The biggest thing H&M can do is recognize that they are not marketing to 50 years olds as a new target segment, for themselves. Marketing to a 50 year old purchasing for herself and one purchasing for an adult child is a very different objective. My recommendations for H&M are to lean into the idea that they are frequent shoppers looking for gifts.
We all know social media has completely changed how people interact and connect. So, why not integrate the shopping experience even more? We’re already seeing ads in our feeds based on our web browsing history. But, what if in H&M’s own website they allow customers to connect their accounts with friends and family? Or create a “sign in through Facebook” feature as many other companies have implemented. By doing this they can identify and establish connections with other accounts to share desired items, birthdays, anniversaries, graduations and other important dates.

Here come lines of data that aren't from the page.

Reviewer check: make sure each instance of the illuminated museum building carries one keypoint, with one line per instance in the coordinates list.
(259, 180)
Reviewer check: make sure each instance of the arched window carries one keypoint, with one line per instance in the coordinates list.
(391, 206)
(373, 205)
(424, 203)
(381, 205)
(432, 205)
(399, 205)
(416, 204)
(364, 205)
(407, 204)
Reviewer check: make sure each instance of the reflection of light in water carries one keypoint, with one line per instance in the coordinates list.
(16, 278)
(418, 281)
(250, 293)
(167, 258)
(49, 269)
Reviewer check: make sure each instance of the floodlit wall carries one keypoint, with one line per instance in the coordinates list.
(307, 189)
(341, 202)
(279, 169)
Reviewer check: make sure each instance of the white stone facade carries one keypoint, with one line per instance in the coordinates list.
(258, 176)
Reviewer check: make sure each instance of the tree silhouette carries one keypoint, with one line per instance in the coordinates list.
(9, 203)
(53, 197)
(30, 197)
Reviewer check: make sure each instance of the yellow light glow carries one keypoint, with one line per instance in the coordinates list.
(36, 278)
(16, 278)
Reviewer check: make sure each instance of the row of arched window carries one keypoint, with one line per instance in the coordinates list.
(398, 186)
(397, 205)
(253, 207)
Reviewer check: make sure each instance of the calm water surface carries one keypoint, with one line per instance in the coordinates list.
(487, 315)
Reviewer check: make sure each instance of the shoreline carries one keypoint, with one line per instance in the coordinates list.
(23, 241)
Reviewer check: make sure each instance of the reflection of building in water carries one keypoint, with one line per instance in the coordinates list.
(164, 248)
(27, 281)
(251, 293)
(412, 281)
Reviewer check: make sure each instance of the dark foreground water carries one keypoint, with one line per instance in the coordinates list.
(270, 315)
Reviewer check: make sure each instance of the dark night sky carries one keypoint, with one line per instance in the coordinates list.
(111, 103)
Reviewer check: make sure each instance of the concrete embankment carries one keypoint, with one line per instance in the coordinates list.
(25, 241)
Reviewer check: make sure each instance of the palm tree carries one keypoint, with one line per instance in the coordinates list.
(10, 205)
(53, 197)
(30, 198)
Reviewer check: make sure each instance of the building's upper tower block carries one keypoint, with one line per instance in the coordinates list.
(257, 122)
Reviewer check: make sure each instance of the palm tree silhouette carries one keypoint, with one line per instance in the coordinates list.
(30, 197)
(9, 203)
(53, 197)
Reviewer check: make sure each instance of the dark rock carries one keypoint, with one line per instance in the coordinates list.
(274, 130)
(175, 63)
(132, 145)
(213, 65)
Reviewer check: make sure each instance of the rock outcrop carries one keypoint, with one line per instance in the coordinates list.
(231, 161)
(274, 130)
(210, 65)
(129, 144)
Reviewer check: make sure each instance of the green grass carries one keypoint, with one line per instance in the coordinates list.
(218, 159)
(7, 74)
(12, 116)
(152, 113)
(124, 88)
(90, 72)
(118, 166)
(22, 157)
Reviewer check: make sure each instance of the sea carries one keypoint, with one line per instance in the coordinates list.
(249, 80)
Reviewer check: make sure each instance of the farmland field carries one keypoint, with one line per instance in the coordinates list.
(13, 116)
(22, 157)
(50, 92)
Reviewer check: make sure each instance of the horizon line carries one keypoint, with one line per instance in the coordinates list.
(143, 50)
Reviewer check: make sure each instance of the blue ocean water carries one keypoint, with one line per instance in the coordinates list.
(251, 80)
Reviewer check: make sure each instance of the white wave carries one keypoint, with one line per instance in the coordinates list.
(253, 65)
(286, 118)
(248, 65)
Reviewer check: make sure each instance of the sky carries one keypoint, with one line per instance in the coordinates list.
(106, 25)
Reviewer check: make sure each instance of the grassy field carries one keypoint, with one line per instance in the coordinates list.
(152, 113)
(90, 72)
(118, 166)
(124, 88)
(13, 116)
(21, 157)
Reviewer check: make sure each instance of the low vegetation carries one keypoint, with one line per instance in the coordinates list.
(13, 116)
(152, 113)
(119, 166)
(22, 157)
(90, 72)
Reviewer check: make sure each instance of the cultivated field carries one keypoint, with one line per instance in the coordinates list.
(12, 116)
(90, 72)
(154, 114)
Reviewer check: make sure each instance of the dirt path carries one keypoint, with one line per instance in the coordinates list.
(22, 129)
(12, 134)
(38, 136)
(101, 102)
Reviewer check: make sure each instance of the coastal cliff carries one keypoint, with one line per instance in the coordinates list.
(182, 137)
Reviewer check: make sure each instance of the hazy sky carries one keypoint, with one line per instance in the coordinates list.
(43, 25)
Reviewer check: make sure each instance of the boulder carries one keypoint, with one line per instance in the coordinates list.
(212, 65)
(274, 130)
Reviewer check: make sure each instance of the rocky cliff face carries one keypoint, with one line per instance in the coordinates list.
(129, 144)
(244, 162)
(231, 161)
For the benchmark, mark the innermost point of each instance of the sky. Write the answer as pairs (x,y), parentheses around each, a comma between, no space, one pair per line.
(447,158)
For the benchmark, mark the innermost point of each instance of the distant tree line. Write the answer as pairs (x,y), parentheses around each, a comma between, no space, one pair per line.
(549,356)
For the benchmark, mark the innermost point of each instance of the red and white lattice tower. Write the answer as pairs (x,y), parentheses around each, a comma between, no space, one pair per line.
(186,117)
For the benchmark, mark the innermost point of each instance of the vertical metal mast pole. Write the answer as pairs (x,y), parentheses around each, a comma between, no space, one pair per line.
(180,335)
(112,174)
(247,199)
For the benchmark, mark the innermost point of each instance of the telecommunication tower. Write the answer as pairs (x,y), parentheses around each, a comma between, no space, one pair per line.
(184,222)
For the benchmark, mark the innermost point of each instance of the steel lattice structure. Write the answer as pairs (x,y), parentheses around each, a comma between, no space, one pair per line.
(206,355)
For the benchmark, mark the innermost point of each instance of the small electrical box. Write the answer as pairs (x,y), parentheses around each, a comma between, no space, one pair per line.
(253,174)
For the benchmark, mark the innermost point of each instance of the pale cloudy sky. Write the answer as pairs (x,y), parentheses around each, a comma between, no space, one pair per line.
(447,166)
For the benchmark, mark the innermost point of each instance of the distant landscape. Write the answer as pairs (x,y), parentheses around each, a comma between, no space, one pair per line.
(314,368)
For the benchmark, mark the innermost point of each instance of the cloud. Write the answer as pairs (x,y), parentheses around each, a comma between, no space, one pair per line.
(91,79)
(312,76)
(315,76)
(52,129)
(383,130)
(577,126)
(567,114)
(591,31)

Once the customers have made these connections and have saved their important dates, H&M should increase the functionality of wishlists. Currently on H&M’s website customers can simply “heart” an item that goes into one big wishlist. They should allow users’ to create multiple lists and their connections. Not only would the other customers have access, but now the company knows what items their customers are looking at but also potential purchasers outside of the primary customer. The company could then send email notifications to connections as the customer’s birthday or special event gets closer, sending suggested gifts based on these lists or previous purchases.
Depending on the age of the primary customer, H&M could also target the more mature connections with ad campaigns promoting back-to-school sales, or holiday gifts. These suggestion could come from the wishlists, or if their wishlists are un-populated, suggested popular items.